A nossa amiga fala o português
muito mal, e ao me ver escrevendo isso aqui, ela disse:
"Não. Eu fal bem. Bem poca."
Ela diz: "Bom di." "Cafê." e "Télôgo.”
Ela chega, dizendo “Bom di. Whats the
weather like?” Eu respondo: “raining”.
“Connenc ça va?” ou então “Coment vas-tu?”
É nitido francês. E eu: “Sava
ben. Merci.”
Isso, ela está falando português.
Imagina. Ela não usa tradutor porque quer aprender a falar. E isso é falar bem
o português, e eu compreendo. Já estou até estudando francês. No espanhol eu já
quebro o galho, o inglês eu entendo bem, e em italiano... Eu sei pedir pizza.

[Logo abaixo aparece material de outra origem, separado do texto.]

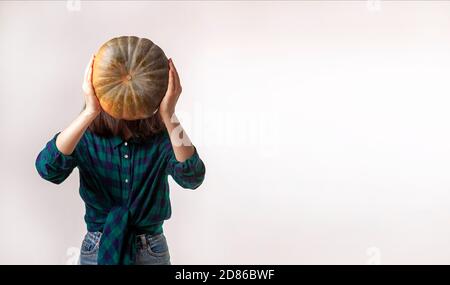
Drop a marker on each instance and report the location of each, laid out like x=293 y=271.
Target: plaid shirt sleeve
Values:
x=52 y=164
x=190 y=173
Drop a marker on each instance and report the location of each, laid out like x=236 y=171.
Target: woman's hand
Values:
x=92 y=104
x=168 y=103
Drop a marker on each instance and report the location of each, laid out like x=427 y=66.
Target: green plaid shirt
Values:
x=124 y=185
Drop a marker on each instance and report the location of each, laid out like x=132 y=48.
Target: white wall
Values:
x=323 y=126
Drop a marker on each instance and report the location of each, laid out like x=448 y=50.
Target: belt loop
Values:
x=143 y=241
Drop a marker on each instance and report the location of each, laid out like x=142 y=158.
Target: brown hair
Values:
x=107 y=126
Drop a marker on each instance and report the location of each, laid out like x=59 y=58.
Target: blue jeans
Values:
x=151 y=249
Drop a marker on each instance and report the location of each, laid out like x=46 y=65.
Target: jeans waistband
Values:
x=141 y=240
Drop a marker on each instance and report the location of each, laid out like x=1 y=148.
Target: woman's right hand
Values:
x=92 y=104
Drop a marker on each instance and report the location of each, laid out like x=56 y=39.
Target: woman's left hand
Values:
x=168 y=103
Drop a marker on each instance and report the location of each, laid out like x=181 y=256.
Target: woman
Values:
x=124 y=167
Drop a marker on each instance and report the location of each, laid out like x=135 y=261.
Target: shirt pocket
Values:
x=157 y=245
x=90 y=244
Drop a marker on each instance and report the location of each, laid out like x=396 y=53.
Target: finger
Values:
x=171 y=84
x=176 y=77
x=88 y=68
x=91 y=69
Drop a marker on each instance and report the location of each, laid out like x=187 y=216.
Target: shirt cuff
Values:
x=56 y=156
x=191 y=165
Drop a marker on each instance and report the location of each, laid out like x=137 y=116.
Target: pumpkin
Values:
x=130 y=77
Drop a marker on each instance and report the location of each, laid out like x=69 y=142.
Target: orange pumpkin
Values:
x=130 y=77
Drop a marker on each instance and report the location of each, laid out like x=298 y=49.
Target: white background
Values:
x=324 y=127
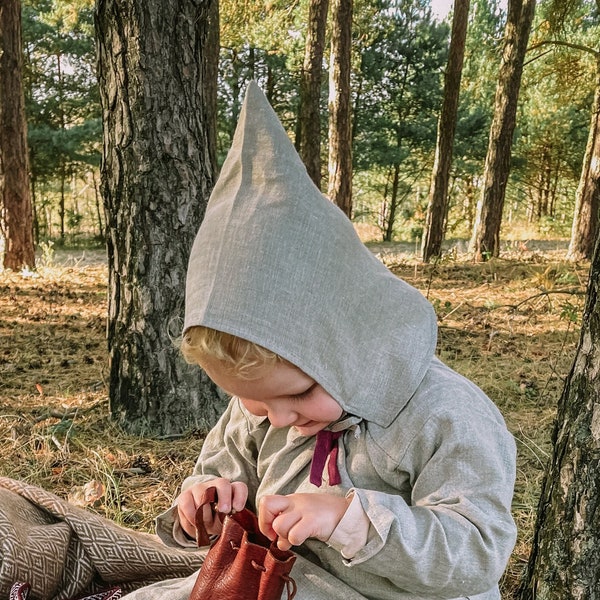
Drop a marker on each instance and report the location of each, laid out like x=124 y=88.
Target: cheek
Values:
x=256 y=408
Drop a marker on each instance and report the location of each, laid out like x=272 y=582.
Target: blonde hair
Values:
x=237 y=355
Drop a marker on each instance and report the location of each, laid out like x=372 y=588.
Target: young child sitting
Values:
x=354 y=444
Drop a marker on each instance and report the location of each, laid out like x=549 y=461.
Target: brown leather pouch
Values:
x=242 y=564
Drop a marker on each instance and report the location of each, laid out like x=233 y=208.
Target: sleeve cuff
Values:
x=170 y=531
x=352 y=532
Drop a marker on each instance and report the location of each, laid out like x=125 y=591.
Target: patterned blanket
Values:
x=64 y=551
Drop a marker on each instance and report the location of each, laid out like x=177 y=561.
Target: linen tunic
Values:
x=436 y=486
x=426 y=452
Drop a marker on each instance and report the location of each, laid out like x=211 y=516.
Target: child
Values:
x=354 y=444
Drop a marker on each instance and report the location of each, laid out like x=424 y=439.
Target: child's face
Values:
x=284 y=394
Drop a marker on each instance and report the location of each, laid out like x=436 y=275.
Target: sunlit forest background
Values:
x=399 y=55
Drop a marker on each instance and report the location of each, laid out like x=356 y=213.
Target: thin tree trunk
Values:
x=587 y=199
x=158 y=167
x=438 y=195
x=564 y=563
x=15 y=192
x=310 y=90
x=339 y=187
x=485 y=241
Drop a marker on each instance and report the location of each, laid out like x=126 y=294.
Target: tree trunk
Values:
x=587 y=199
x=564 y=563
x=339 y=187
x=15 y=193
x=310 y=90
x=437 y=208
x=157 y=87
x=485 y=242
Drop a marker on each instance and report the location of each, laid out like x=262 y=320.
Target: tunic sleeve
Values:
x=230 y=450
x=455 y=533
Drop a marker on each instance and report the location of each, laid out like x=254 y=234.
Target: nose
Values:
x=281 y=415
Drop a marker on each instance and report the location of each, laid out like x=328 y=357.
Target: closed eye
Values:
x=306 y=393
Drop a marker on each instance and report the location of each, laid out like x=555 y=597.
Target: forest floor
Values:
x=511 y=325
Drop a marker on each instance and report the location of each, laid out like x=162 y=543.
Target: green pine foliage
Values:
x=399 y=57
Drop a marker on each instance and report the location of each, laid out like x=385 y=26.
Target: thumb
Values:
x=269 y=508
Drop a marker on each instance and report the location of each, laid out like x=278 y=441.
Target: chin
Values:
x=309 y=429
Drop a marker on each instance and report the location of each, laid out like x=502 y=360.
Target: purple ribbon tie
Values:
x=326 y=447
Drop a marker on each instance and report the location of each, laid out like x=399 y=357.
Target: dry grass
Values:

Então me entendo bem com ela.
Começamos falando português, depois vamos para o inglês, francês, espanhol, italiano.
Ela entende, mas não fala. Fala com sotaque estrangeiro. A língua oficial dela
é o inglês, que ela faça perfeitamente e tem um belíssimo francês também.
Ela se criou aqui no Brasil, em
um orfanato no interior de SP, conforme nos contou, e não falava quando
criança, só observava. Ela entendia as coisas como entende, mas não falava,
achavam até que ela era autista. Ela passava a maior parte do tempo sozinha, afastada,
não interagia com as outras crianças, nem com os adultos, por isso não aprendeu
a nossa língua. Ela conta que se sentia diferente dos demais, sabia que não era
igual a eles, e por isso se mantinha longe. Cresceu observando o mundo ao seu
redor, por detrás das portas e cortinas, procurando entendê-lo. Toda sua
infância foi assim, deslocada, nunca se entrosou com ninguém. Ela não fala sem
sotaque, mas escreve e entende muito bem tudo o que eu digo. É só uma questão
de pronúncia, como todo estrangeiro tem. Antes ela nem sabia quem ela era,
depois que os seus pares fizeram contato e começaram a instruí-la, ela ficou
sabendo quem era, e compreendeu que estava certa sobre sentir-se diferente dos
demais. Ela saiu do Brasil depois disso. Eles vieram pegá-la e a levaram para a
Califórnia, onde ela passou a viver e onde é seu endereço oficial atual. Só
estou relatando isso, pra explicar por que, se ela cresceu aqui no Brasil, não
fala português fluentemente. Como já dissemos, ela não usa o tradutor, porque
quer aprender normalmente como todos, a falar a língua do lugar onde se criou.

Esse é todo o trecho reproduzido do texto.